AA
KKTC Dışişleri Bakanlığı konu ile ilgili yazılı açıklama yaptı.
Açıklamada, Hristodulidis'in 78. BM Genel Kurulunda yaptığı konuşmanın adanın tarihi geçmişinden ve mevcut gerçeklerden uzak, sığ, samimiyetsiz olduğu, Kıbrıs Türk halkına karşı saygısız beyanlar içerdiği belirtilerek, "Konuşmasında Kıbrıs'ta bir 'işgal ve istila' sorunu bulunduğu iddiasını tekrar eden Rum lider, tüm adanın temsilcisi olduğu yalanı arkasına saklanarak, Kıbrıs'taki bütün toplumlar adına konuştuğunu öne sürecek kadar haddini aşmıştır." denildi.

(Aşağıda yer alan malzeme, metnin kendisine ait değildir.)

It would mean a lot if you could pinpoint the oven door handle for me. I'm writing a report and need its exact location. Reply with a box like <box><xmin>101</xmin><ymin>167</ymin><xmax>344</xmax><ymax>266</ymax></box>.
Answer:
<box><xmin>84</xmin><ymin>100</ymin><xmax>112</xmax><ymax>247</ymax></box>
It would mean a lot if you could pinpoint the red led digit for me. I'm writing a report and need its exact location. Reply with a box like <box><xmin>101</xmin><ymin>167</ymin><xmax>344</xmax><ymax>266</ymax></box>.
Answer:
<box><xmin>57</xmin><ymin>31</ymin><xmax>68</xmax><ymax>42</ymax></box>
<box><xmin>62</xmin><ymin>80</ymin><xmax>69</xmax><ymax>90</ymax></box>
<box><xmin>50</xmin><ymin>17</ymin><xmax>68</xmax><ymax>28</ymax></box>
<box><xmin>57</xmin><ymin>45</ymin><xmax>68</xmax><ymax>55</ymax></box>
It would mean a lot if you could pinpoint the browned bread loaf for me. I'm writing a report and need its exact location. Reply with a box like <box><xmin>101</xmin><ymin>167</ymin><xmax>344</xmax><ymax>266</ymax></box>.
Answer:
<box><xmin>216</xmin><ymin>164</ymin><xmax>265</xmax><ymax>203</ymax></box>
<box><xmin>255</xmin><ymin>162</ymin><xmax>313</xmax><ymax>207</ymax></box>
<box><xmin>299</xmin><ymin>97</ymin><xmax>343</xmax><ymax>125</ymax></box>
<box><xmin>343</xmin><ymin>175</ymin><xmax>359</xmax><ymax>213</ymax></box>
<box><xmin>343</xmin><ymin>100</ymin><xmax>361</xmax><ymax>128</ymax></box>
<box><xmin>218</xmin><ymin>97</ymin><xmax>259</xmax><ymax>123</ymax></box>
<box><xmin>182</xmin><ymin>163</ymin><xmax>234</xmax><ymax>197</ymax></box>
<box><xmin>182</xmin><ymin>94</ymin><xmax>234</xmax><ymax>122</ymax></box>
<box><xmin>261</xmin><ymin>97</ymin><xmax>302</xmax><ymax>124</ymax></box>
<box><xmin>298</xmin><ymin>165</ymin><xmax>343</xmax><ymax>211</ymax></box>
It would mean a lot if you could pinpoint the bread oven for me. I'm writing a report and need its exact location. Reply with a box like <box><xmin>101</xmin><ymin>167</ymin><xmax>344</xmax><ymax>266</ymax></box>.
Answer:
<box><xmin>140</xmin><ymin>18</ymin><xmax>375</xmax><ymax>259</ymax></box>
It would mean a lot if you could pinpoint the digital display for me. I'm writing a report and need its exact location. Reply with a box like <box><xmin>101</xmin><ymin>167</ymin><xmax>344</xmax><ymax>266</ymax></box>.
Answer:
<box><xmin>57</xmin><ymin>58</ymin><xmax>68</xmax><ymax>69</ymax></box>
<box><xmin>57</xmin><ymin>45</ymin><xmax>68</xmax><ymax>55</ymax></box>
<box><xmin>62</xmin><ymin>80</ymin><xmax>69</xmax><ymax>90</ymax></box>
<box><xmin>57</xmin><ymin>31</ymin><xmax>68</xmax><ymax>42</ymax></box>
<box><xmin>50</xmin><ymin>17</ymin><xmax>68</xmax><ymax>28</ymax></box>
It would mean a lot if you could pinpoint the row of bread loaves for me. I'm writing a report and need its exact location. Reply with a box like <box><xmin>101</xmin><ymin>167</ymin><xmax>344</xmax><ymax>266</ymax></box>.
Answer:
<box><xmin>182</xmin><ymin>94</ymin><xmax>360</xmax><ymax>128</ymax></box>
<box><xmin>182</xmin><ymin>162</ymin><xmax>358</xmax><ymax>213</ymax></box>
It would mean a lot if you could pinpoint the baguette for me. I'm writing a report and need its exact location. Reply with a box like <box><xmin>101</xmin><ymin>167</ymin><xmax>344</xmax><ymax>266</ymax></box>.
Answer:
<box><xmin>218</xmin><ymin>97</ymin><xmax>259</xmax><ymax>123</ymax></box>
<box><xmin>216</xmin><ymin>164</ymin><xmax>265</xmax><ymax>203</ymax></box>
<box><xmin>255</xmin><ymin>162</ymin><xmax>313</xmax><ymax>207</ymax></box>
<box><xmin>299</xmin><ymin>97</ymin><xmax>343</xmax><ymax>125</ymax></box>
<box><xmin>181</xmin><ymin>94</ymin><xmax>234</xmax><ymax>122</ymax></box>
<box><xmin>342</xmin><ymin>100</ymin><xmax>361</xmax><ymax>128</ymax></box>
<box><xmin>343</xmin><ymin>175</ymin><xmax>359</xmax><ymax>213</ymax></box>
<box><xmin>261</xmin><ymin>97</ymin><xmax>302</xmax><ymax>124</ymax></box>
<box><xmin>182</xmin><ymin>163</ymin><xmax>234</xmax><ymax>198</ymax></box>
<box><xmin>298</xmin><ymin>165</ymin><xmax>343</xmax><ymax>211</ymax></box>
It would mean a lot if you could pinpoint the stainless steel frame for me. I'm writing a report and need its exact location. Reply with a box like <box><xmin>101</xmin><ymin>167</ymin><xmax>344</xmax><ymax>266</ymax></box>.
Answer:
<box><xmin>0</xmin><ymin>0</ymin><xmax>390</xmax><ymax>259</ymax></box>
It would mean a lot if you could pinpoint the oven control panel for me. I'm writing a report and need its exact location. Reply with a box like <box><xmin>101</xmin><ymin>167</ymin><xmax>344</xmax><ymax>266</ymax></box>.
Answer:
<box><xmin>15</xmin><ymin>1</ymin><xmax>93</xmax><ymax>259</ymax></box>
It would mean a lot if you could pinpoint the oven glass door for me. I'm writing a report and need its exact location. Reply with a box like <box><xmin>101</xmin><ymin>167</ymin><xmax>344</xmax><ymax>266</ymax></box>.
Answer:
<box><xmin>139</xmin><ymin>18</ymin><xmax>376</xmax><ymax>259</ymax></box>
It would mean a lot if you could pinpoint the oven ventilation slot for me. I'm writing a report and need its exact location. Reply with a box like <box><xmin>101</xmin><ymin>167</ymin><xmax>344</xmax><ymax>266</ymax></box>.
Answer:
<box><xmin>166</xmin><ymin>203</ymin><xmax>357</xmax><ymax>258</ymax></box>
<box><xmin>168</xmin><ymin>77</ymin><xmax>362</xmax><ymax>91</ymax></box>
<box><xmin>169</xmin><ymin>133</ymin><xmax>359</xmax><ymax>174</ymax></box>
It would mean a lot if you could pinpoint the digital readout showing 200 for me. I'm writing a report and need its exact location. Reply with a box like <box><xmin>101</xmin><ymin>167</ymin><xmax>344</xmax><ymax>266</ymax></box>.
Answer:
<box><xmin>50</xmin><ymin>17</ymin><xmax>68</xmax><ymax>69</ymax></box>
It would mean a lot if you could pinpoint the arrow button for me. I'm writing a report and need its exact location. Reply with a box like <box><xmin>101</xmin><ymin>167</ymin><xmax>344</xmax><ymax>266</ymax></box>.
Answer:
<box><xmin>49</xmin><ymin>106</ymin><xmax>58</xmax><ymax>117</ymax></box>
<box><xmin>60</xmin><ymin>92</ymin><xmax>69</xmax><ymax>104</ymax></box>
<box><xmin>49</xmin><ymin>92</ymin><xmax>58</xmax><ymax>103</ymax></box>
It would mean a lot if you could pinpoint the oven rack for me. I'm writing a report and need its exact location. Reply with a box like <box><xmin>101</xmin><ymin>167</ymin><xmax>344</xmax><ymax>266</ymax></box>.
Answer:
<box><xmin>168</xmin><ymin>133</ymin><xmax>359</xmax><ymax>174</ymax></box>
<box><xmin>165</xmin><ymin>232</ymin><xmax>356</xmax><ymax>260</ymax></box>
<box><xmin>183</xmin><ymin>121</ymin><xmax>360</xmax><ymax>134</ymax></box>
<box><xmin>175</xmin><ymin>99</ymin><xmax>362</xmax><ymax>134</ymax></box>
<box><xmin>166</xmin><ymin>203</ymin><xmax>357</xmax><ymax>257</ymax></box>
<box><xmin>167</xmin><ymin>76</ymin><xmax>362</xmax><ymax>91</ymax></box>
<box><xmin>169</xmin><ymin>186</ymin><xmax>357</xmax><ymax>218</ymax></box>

Adadaki tek işgalin ortaklık devletinin 1963 yılında Rum tarafınca silah zoruyla gasbedilmesi olduğu vurgulanan açıklamada, "Hristodulidis'in BM kürsüsünden yaptığı konuşma bu işgalin yeni bir tezahürüdür. Rum lider, Kıbrıs Türk halkını ve/ veya adanın tümünü temsil etme hak ve yetkisine sahip değildir." ifadeleri kullanıldı.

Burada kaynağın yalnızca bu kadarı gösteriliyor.